不公平な懲戒処分は無効?

会社というのは本来、規則に則って運営されている組織であるべきですが、やはり人間が運営する以上、どうしても好き・嫌いや一時の感情によって判断が下されることが無いとは言えません。

会社でミスをして上司の逆鱗に触れてしまい、厳しい懲戒処分を受けたときなどは、「悪いのは認めるけど、この処分って重すぎるんじゃないの?」
と思うこともあるでしょう。

果たして、明らかに不平等と思われる懲戒処分に関しても、労働者は受け入れる義務があるのでしょうか?

処分の程度は同一でなければならない

何らかの規則に違反して懲戒処分を受ける場合、その違反の種類や程度が同じなら、処分の重さも同じであるべきと考えるのが当然です。
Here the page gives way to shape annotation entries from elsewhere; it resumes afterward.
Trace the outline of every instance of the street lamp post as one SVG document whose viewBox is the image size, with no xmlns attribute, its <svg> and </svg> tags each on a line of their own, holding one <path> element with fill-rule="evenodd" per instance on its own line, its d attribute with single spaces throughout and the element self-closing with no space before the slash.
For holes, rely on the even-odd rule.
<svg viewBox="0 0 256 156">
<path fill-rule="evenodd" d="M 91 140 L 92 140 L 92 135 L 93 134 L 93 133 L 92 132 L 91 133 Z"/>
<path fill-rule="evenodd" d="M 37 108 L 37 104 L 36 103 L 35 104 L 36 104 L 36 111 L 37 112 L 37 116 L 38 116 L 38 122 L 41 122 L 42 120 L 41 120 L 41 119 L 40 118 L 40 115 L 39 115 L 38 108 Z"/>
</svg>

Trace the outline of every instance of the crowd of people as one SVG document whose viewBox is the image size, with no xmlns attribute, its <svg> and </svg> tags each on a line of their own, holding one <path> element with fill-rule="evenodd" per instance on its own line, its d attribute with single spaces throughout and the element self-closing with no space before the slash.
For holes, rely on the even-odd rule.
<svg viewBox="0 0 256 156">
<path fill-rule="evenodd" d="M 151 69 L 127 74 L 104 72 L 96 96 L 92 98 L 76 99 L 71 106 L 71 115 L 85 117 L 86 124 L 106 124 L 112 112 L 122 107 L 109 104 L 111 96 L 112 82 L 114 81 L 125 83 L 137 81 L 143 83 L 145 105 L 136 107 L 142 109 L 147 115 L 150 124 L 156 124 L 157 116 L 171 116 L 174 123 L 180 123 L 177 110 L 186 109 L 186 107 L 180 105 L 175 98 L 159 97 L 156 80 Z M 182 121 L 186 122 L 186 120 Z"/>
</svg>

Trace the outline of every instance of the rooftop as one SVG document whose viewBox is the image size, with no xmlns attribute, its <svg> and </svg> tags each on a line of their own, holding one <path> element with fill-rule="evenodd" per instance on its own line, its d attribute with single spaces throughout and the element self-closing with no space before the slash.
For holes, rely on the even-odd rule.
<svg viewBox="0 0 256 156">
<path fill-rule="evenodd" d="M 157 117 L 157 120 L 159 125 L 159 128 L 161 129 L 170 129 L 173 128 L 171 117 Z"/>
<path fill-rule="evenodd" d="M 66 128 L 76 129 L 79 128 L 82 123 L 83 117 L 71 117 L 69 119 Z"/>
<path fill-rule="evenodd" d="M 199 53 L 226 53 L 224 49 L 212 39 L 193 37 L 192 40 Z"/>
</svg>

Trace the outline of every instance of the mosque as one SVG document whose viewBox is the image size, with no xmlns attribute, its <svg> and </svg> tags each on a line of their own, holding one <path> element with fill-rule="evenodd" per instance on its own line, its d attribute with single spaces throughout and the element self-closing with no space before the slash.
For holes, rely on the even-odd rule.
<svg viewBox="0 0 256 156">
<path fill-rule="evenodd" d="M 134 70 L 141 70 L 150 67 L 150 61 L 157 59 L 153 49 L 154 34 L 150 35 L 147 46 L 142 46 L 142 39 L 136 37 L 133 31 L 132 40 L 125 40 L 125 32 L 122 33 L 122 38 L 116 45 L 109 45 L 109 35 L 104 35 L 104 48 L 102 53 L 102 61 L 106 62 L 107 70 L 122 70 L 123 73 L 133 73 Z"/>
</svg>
これは「均等待遇の原則」と呼ばれ、労働基準法以前に憲法に記されているもので、会社は当然この原則に従って運用されなければなりません。

だから例えば、
「社長のお気に入りのAさんは、5分くらいの遅刻をしても許されたのに、Bさんは処分の対象となった」
というように、懲戒処分の対象となった行為が同じであるにも関わらず処分の重さが異なれば、それは立派な人権侵害であり、不当処分であることになります。

同じ行為に対しての処分は、同等でなくてはなりません
多少嫌な顔をされるくらいならギリギリ許容範囲かもしれませんが、例えば減給などの懲戒処分を言い渡された場合は、当然処分の撤回を求める権利があると考えられます。

黙認されていた行為への懲戒処分も無効

例えば、「いかなる理由があっても、会社のパソコンを業務以外の目的に使ってはならない」という規則がある会社で、実際には多くの社員がお昼休みなどにネットサーフィンをしている状況だったとします。

そして、ある日突然ある社員が「パソコンを業務以外の目的に使用した」として懲戒処分を受けたら、果たしてこの処分は有効と見なされるでしょうか?

実は、仮に就業規則などにきちんとした規定がある場合でも、会社が事実上黙認してきた規則違反に関しては、いきなり懲戒処分を下すようなことは出来ません。

今まで事実上許されていた行為に対して突然ペナルティを課したりすれば、時間の前後はあっても「同じ行為に対して不平等な処分を下した」事になるわけですから、これは当然といえば当然でしょう。

会社が黙認してきた行為を懲戒処分の対象とする場合は、事前に注意喚起や警告を十分に行って、「これからは処分の対象になりますよ!」ということを周知徹底する必要があるのです。